También Justin Thomas (-7) ha entregado un 67 y la operación de ambos este viernes los sitúa como claros candidatos al triunfo de cara al fin de semana. Este es el ‘nuevo’ Rory, que sigue ejerciendo de auténtico Número Uno del mundo, aunque sea el Número 2. Venía a tierras de Pennsylvania sin una idea exacta de lo que podría ocurrir después de la resaca del Masters, pero ya lo tenemos situado en las primeras líneas de la parrilla después de los primeros 36 hoyos. Venía con la intención de afinar su puesta a punto de cara al PGA de la semana que viene, pero resulta que su solidez lo está llevando ya a pelear por el cuarto triunfo de la temporada antes de jugar el segundo Grande del año.

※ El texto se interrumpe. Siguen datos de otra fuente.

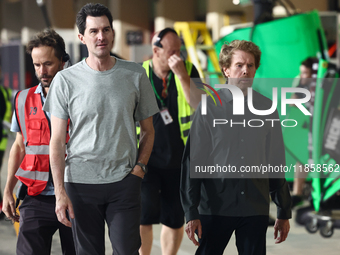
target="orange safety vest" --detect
[14,86,69,196]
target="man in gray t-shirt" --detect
[44,4,158,255]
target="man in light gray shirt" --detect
[44,4,158,255]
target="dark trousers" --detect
[65,174,142,255]
[195,215,268,255]
[17,195,76,255]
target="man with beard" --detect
[3,29,75,255]
[181,40,291,255]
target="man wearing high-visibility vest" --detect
[137,28,202,255]
[0,85,12,219]
[3,29,75,255]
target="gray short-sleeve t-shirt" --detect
[43,59,159,184]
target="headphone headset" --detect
[153,27,177,48]
[57,40,70,62]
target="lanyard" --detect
[150,64,172,107]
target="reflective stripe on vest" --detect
[16,168,50,181]
[141,60,194,145]
[15,86,51,196]
[0,86,12,151]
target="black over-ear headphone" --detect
[57,40,70,62]
[153,27,177,48]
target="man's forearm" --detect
[4,143,25,194]
[50,140,65,196]
[137,126,155,165]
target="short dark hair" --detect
[26,28,65,59]
[301,57,318,70]
[76,3,113,35]
[219,40,261,76]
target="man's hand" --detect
[274,219,290,244]
[2,190,19,223]
[55,191,74,227]
[168,54,189,79]
[131,165,145,179]
[185,220,202,246]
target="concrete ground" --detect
[0,139,340,255]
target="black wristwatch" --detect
[136,162,148,174]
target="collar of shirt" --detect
[219,88,261,103]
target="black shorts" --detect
[141,167,184,228]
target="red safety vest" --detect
[15,86,69,196]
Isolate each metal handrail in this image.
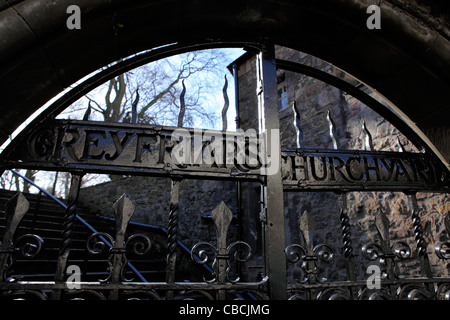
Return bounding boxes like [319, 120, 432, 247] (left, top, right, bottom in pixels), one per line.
[10, 169, 147, 282]
[98, 216, 214, 274]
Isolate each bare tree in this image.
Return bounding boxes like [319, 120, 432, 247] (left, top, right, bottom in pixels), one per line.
[73, 50, 226, 126]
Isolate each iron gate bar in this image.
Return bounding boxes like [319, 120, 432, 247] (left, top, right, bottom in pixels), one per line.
[52, 174, 83, 300]
[10, 169, 147, 282]
[281, 149, 450, 193]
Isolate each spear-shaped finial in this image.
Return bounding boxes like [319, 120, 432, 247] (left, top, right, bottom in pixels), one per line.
[292, 101, 303, 149]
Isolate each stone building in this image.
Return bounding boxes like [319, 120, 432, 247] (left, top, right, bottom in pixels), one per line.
[80, 47, 450, 281]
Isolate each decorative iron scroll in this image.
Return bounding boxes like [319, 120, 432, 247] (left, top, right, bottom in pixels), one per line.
[281, 149, 450, 192]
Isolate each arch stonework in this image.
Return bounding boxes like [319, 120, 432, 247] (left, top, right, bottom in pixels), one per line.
[0, 0, 450, 162]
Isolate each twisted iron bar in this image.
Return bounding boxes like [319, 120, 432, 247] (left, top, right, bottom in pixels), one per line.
[167, 191, 179, 260]
[222, 76, 230, 131]
[339, 208, 353, 260]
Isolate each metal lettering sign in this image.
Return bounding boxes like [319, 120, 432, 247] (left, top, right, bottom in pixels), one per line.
[3, 120, 450, 192]
[282, 150, 449, 192]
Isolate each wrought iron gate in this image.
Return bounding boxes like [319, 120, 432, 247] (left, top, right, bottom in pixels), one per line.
[0, 44, 450, 300]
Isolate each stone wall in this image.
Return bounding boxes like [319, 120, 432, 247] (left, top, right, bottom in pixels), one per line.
[234, 47, 450, 281]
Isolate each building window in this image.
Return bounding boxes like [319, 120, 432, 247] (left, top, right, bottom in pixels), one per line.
[277, 73, 287, 110]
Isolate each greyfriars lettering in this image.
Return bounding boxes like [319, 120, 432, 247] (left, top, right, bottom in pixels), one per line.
[2, 121, 449, 192]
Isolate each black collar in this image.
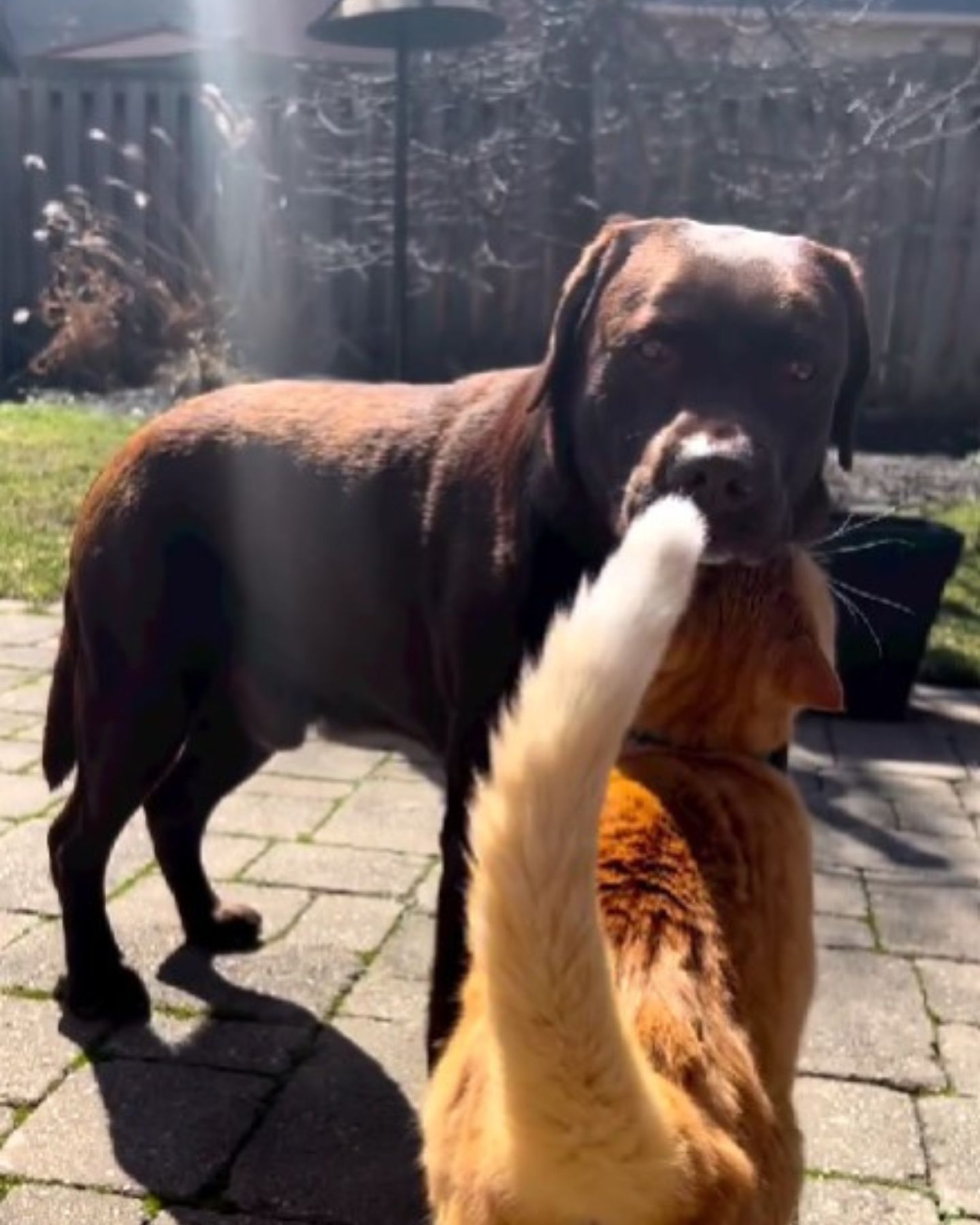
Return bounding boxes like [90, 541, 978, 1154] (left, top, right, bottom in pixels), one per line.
[626, 730, 789, 774]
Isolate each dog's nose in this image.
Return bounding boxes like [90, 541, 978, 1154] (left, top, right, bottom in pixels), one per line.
[666, 453, 758, 516]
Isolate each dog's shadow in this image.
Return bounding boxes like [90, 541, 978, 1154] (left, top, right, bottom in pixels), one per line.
[61, 947, 426, 1225]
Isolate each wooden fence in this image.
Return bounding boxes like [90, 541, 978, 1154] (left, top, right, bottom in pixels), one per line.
[0, 54, 980, 436]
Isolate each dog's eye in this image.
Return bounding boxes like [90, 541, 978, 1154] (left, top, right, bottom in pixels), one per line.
[640, 338, 676, 366]
[787, 360, 817, 382]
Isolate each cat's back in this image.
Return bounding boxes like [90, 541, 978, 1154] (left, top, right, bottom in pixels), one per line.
[599, 750, 813, 1152]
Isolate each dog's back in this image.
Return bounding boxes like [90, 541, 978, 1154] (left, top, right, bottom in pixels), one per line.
[424, 505, 828, 1225]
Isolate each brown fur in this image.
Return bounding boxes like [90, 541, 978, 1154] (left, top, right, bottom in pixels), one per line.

– No ha sido una vuelta limpia y ordenada del de Holywood. De hecho, le han caído tres bogeys. Pero ha metido muy buenos puros y, como él dice, se las ha arreglado para hacer resultado. Mucho mejor ha jugado su amigo Shane Lowry (-11) y no queda más remedio que recurrir al tópico: en un día muy irlandés, desapacible y húmedo, el forzudo irish se ha visto en su salsa, ha jugado casi a placer y ha firmado el mejor resultado del día, un meritorio 65. Lowry, que probablemente atraviesa por el mejor momento de su carrera si observamos su consistencia en la excelencia, se suma también a la nómina de aspirantes. Lo mismo que Sepp Straka (-10, hoy vuelta de 67) y Patrick Cantlay (-7). Collin Morikawa (-7) hoy no ha bajado del par, pero vive de las rentas del jueves y también puede y debe ser un factor durante el fin de semana. Mañana sábado juega en el ante penúltimo partido junto a Rory, precisamente. Interesante emparejamiento. Thomas y Straka saldrán en el penúltimo partido, mientras que Mitchell y Lowry lo harán en el estelar.
– La jornada del sábado, según las previsiones, promete ser mucho más seca, sin lluvia, pero probablemente más ventosa, con rachas que podrían llegar a los cuarenta kilómetros por hora, así que no va a estar facilón el asunto.